Según Barthes, hay tres tipos de escucha: la primera, aquella que responde a una alerta, aquella que nos iguala con lo animal. Es decir, se trata de aquella que es intuitiva, que nos protege. La que se activa cuando escuchamos un bocinazo y nos hace apartarnos o girarnos a mirar de dónde viene el sonido. La segunda la llama desciframiento, porque interviene el elemento simbólico. Por último, considera la escucha, donde el objeto se desplaza del qué (“lo que se dice o emite”) al quién (“quién habla, quién emite”).

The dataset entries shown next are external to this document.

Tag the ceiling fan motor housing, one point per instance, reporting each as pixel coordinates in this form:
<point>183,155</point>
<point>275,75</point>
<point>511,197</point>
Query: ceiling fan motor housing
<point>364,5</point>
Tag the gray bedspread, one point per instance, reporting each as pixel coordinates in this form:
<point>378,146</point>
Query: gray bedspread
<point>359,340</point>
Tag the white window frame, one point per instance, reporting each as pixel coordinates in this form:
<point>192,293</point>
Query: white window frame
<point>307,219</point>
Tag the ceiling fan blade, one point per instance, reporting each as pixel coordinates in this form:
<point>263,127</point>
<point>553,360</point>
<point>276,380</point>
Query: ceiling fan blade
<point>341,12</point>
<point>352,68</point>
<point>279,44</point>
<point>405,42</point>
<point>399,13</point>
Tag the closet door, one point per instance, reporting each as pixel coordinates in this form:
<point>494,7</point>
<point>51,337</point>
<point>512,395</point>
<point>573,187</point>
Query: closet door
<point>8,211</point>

Del primer tipo de escucha, Barthes destaca dos elementos. Por un lado, la constitución del espacio, algo evidente incluso en el breve ejemplo que traje a colación. Es un elemento de protección pero, y esto es lo que más me interesa, también de la comprensión de eso peligroso como “insólito”, como lo (aún) no articulado. Esa es, en cierto modo, la postura de Ernst Bloch, cuando señala que la música es siempre huella de lo no presente. Aunque Barthes señala que esta escucha permite la transformación, la “metamorfosis”, según sus términos, de lo desconocido, lo “confuso e indiferente” a lo “distinto y pertinente”, me parece más provechoso para la filosofía detenernos en la negatividad de que la escucha, por más que quiera, solo es capaz de tal transformación mediante otros recursos no necesariamente auditivos. La negatividad de lo que no encaja en ninguna parte concreta me parece un posicionamiento que pone en entredicho la sorprendente petición de Barthes de que lo desconocido tenga que encajar en algún marco reconocible.

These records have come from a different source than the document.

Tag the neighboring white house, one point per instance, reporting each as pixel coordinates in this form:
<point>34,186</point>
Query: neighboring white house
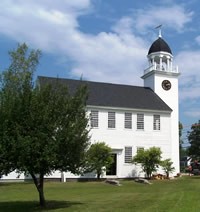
<point>129,117</point>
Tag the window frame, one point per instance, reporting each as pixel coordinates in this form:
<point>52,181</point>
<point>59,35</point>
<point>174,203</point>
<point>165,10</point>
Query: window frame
<point>140,121</point>
<point>127,120</point>
<point>94,118</point>
<point>128,154</point>
<point>156,122</point>
<point>111,120</point>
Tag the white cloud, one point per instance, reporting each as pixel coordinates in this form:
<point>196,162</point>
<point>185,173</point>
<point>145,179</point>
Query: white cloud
<point>174,16</point>
<point>194,112</point>
<point>115,56</point>
<point>189,64</point>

La siguiente forma de escucha, que fa el salto “de la vigilancia a la creación”, surge a su juicio del ritmo. Esto lo separa de otros teóricos, como Bloch o Jankélévitch, que ponen el origen de la música en la melodía. El ritmo, según él, da la clave de la igualdad y la diferencia. Lo repetitivo permite superar la marca de lo “confuso e indiferente” y manejarlo. Barthes no habla de dominio, pero hay un principio de control en lo rítmico: se manipula el sonido que antes nos producía terror. El gesto clave en esta segunda escucha es que ya no se capta “lo posible”, sino “lo secreto”, pues debajo de eso rítmico o, dicho en términos generales, el sonido dominado, se esconde un código. Del ruido confuso del bocinazo se lo adscribimos a una ambulancia o una bicicleta y actuamos según un código. Según él, entonces, “escuchar es ponerse en disposición de decodificar lo que es oscuro, confuso o mudo, con el fin de que aparezca ante la conciencia el “revés” del sentido”. Así aparece la religión en su discurso, aunque de una forma algo confusa. Por un lado, defiende la importancia del sonido en la configuración de la religión: y Dios dijo (habló, sonó), y se hizo verbo (un logos desde el phonos) que se debe aprender a escuchar. Por otro lado, sin embargo, se ha pasado por un camino hacia la interioridad, donde Dios queda como lo otro. Es el individuo el que escucha hacia adentro. El mediador, sea el cura o el pastor, no dice lo que Dios puede, sino que intenta ayudar en el camino del desciframiento. Pero eso pasa fuera, no dentro del individuo. Dos cosas suceden entonces, a su juicio: los dioses hablan del futuro (la gran barrera temporal del ser humano) y de la culpa (de la norma puesta desde fuera).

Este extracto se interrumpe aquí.